Sharing is Caring: The CEO Doing Things a Little Differently.

Meet Dan Price: the CEO we all wish we worked for. In 2015, the 30-something, long-haired co-founder of Gravitas Payments took a $1 million salary cut in order for his employees to earn more. Remortgaging his home and relinquishing all stocks, he ensured all 135 employees at his digital payment start-up could enjoy a minimum yearly salary of $70,000 (£55,000). Five years on and they’ve gone from strength to strength.

It all started when an employee voiced concerns that they weren’t earning enough. She argued that in pricy Seattle, where the cost of living has shot past that of London, even a seemingly substantial $40,000 wage still didn’t go very far. It certainly wasn’t enough to think about home ownership, and even renting was made difficult. At 31, and already a millionaire, Price was at the other end of the scale. It seems the complaint really struck a chord and he decided to do something about it.

Price went away and studied economic theory to discover how much money the average American needs to be happy. Before long a minimum annual wage of $70,000 was introduced, and for a third of his workforce, this meant doubling their wages.

Since the announcement, the headcount has doubled and the amount of money that Gravity Payments processes has tripled. The belief is that with employees no longer preoccupied with the problem of how to make ends meet, they’re more focused on their jobs; happier because they work for a company that recognises their value.

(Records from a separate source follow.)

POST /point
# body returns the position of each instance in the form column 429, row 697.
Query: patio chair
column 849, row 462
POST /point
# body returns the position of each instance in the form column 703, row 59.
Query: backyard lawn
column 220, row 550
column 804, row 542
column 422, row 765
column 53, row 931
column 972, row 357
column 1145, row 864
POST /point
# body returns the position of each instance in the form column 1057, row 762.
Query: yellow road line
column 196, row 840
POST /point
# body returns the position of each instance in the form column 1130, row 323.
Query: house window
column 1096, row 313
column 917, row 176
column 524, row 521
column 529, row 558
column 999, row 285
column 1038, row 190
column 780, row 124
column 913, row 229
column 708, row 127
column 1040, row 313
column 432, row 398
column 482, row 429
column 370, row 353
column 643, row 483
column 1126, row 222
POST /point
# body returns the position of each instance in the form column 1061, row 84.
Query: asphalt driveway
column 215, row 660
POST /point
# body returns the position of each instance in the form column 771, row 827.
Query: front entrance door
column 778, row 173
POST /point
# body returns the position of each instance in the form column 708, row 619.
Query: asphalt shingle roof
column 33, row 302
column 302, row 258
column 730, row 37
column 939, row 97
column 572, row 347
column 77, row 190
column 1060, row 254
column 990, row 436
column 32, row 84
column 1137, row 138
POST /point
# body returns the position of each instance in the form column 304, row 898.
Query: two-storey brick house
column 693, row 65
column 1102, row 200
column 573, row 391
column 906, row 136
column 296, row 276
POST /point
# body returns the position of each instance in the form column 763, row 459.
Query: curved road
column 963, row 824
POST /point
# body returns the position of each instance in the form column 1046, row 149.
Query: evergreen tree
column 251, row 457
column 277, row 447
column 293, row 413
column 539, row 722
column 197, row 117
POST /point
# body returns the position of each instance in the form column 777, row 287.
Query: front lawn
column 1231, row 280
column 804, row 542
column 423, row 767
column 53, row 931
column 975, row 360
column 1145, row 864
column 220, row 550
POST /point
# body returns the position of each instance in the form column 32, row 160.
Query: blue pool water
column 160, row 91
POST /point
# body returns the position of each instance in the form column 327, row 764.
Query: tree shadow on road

Price says that more employees are buying homes and starting families as a result of greater financial freedom. “Before the $70,000 minimum wage, we were having between zero and two babies born per year amongst the team,” he says. “And since the announcement – and it’s been only about five-and-a-half years – we’ve had more than 40 babies.” (

In one of the US’s most expensive cities for renters, more than 10% of the company have been able to buy their own home. Before, the figure was less than 1%. The amount of money that employees are voluntarily putting into their own pension funds has more than doubled too, and 70% of employees say they’ve paid off debt.

But it hasn’t stopped there. Since then, Mr. Price has become a crusader against pay inequality in the workforce. He pointed out that in 1965, CEOs in the US earned 20 times more than the average worker, but by 2015 it had risen to 300 times that. (In the UK, the bosses of FTSE 100 companies now earn 117 times the salary of their average worker).

Rosita Barlow, director of sales at Gravity, says that since salaries were raised, junior colleagues have been pulling more weight. Industry experts predicted the opposite. “When money is not at the forefront of your mind when you’re doing your job, it allows you to be more passionate about what motivates you,” she says.

Senior staff have found their workload reduced too. Under less pressure, they’re finally enjoying taking the holiday leave to which they are entitled. “We saw the effects of giving somebody freedom,” Price says. He thinks it is why Gravity is making more money than ever.

Price had hoped that Gravity’s example would lead to far-reaching changes in US business, but things haven’t gone quite as well on that front.

While some companies like PharmaLogics in Boston and in Atlanta raised their minimum salary significantly, widespread, structural change hasn’t followed. He believes that his lobbying helped influence Amazon’s decisions to raise their minimum wage, but elsewhere progress is minimal.

“Boy, was I wrong,” he says. “I really believed that we could turn the tide on runaway income inequality.”

“I can’t really fully declare our story a success, because in the five years since we’ve implemented our living wage program, income inequality, wealth inequality and just the disparity of power between the wealthiest and the most powerful and everybody else has continued to grow in an alarming way.” (

As the wealth gap continues to widen across the globe, it goes to show that there’s still people bucking the trend and championing financial parity for those around them.